Kariton ng Gulay
2023 (in collaboration with Mark DeRespinis and Shirley Janairo Roth)
In Kariton ng Gulay, I explore how access to staple foods impacts immigrant communities through my mother’s experience. My mom, Shirley Janairo Roth, emigrated from the Philippines to the United States in the 1960s, eventually settling in Northern Virginia where she became a beloved cooking instructor and restaurateur. Due to the inaccessibility of Philippine produce, my mom frequently used substitutions for essential ingredients, which led me to ask, “what would it mean to give my mom access to vegetables that are central to her cooking?”
Commissioned by the Boulder Museum of Contemporary Art for the exhibition agriCULTURE: Art Inspired by the Land, I was partnered with Mark DeRespinis, farmer/owner of Esoterra Culinary Garden. Mark pushes the boundaries of what is planted through his work with innovative chefs. Inspired by my mom’s story, Mark agreed to grow kangkong, a Philippine vegetable staple strictly regulated by the US because it can grow prolifically in waterways.

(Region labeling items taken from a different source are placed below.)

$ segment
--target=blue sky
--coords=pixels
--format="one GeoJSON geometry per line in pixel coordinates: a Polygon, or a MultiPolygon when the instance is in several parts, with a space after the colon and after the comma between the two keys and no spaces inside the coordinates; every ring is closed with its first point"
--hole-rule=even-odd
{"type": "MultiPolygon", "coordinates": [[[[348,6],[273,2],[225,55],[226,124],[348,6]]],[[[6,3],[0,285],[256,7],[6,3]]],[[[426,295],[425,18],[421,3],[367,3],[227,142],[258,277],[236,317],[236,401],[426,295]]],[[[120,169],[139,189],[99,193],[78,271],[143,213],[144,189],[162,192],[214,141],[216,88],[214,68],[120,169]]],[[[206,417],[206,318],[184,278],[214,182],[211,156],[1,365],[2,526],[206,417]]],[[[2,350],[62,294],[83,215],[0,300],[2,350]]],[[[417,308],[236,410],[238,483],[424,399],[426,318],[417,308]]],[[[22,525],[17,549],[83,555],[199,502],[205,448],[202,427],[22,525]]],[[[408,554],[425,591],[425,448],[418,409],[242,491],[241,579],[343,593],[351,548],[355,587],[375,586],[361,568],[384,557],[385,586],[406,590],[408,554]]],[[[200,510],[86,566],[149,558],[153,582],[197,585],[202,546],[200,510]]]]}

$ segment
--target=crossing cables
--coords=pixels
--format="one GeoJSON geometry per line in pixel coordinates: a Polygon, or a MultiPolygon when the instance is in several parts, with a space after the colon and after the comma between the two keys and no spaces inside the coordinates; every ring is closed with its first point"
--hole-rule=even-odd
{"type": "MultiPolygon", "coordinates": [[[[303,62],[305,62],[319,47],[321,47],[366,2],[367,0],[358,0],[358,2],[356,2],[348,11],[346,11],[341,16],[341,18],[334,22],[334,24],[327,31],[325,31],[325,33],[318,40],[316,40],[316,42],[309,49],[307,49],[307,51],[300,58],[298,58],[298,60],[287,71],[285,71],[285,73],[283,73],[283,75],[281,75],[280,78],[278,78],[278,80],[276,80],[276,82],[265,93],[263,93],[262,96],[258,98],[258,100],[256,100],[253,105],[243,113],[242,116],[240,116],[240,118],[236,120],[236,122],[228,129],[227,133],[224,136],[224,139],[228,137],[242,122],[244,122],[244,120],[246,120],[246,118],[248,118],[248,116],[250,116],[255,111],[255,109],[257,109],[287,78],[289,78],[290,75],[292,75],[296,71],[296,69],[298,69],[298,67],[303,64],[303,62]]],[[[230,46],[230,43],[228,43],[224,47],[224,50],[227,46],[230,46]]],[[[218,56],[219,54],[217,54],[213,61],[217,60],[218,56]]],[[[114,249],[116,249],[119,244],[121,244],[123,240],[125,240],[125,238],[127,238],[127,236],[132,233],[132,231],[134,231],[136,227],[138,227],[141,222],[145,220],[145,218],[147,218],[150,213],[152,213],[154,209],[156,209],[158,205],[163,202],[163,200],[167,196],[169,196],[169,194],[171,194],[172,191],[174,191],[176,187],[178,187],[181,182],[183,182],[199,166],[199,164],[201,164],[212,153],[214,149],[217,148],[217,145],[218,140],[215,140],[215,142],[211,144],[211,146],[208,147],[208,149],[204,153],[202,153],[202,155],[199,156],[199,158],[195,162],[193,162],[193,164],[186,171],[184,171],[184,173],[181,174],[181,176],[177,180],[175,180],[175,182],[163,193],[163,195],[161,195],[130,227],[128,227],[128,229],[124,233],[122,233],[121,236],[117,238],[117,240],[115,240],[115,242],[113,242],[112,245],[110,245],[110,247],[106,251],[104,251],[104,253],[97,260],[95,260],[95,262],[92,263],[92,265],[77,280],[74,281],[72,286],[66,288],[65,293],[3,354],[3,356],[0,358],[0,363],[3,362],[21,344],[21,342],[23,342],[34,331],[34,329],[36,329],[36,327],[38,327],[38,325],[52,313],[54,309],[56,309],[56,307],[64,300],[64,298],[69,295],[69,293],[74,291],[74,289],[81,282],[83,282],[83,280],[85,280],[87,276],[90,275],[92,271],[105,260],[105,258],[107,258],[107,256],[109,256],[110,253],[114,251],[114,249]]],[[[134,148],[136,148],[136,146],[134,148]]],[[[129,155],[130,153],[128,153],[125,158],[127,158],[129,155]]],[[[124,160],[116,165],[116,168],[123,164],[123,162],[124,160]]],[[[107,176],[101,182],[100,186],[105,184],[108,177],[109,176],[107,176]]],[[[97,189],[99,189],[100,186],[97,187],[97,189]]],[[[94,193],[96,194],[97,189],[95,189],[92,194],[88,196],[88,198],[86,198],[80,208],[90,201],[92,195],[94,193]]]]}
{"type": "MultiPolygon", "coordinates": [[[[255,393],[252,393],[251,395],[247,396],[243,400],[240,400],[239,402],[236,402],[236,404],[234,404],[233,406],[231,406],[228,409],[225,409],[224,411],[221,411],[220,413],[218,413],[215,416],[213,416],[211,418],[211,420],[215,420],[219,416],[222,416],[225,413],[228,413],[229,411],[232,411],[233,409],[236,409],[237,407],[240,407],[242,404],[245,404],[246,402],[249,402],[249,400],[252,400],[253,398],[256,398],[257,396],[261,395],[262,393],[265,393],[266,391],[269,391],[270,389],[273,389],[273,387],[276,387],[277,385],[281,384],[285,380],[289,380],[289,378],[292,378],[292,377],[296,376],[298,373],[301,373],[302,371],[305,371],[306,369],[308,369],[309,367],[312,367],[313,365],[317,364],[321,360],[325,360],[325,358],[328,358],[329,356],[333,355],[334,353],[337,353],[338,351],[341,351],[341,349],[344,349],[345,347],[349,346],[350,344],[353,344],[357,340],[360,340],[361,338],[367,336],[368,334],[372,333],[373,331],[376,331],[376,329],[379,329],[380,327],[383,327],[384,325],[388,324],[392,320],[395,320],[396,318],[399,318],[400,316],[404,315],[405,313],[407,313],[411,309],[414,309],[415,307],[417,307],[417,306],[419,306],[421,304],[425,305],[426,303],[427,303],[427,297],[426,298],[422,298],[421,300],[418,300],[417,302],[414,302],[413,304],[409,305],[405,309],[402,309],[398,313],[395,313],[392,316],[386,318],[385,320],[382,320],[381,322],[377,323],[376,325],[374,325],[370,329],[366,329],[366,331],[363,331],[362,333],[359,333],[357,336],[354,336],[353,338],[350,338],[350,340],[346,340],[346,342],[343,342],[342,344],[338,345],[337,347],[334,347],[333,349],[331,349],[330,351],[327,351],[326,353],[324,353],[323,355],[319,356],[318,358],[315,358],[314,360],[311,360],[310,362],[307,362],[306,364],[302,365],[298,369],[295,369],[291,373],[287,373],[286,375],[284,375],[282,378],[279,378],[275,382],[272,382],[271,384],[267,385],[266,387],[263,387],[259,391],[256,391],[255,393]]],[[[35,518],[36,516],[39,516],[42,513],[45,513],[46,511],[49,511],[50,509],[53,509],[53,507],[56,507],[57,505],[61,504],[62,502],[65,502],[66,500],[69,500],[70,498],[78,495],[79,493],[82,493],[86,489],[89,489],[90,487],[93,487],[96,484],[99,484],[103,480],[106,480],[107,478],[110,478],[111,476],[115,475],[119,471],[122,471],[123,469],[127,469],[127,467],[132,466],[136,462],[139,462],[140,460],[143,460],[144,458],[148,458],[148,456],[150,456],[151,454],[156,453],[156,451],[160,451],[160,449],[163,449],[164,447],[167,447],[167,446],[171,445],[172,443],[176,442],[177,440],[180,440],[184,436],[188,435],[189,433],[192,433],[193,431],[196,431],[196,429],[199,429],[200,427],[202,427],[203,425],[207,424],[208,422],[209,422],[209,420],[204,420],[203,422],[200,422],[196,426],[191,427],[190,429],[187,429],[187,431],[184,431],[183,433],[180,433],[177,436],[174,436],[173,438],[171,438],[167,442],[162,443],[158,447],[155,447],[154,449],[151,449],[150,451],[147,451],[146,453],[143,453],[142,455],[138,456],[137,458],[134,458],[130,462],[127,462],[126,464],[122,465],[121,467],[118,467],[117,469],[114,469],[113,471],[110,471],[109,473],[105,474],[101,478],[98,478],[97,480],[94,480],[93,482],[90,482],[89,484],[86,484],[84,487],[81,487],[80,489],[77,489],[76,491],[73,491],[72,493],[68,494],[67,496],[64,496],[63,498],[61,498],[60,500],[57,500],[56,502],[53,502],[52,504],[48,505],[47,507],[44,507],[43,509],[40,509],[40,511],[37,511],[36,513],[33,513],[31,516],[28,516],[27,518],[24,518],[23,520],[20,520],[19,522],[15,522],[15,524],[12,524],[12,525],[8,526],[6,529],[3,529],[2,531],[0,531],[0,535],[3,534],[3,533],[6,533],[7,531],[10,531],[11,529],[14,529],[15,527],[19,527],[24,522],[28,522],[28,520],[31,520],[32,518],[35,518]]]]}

In parallel, I built a food cart inspired by those found throughout Manila in order for my mom to cook and serve DeRespinis’ kangkong to the public. The cart is carved and adorned in gold leaf with botanical illustrations of kangkong from the book Flora de Filipinas (1837) and in the style of James McNeill Whistler’s Peacock Room (1877), a to reference the nineteenth-century Western imagination of Asia. Through these layers, the cart became an emblem of how, as DeRespinis said, “people, plants, plates, and place” continuously intersect through diasporic migration, cross-cultural representation, and approximation.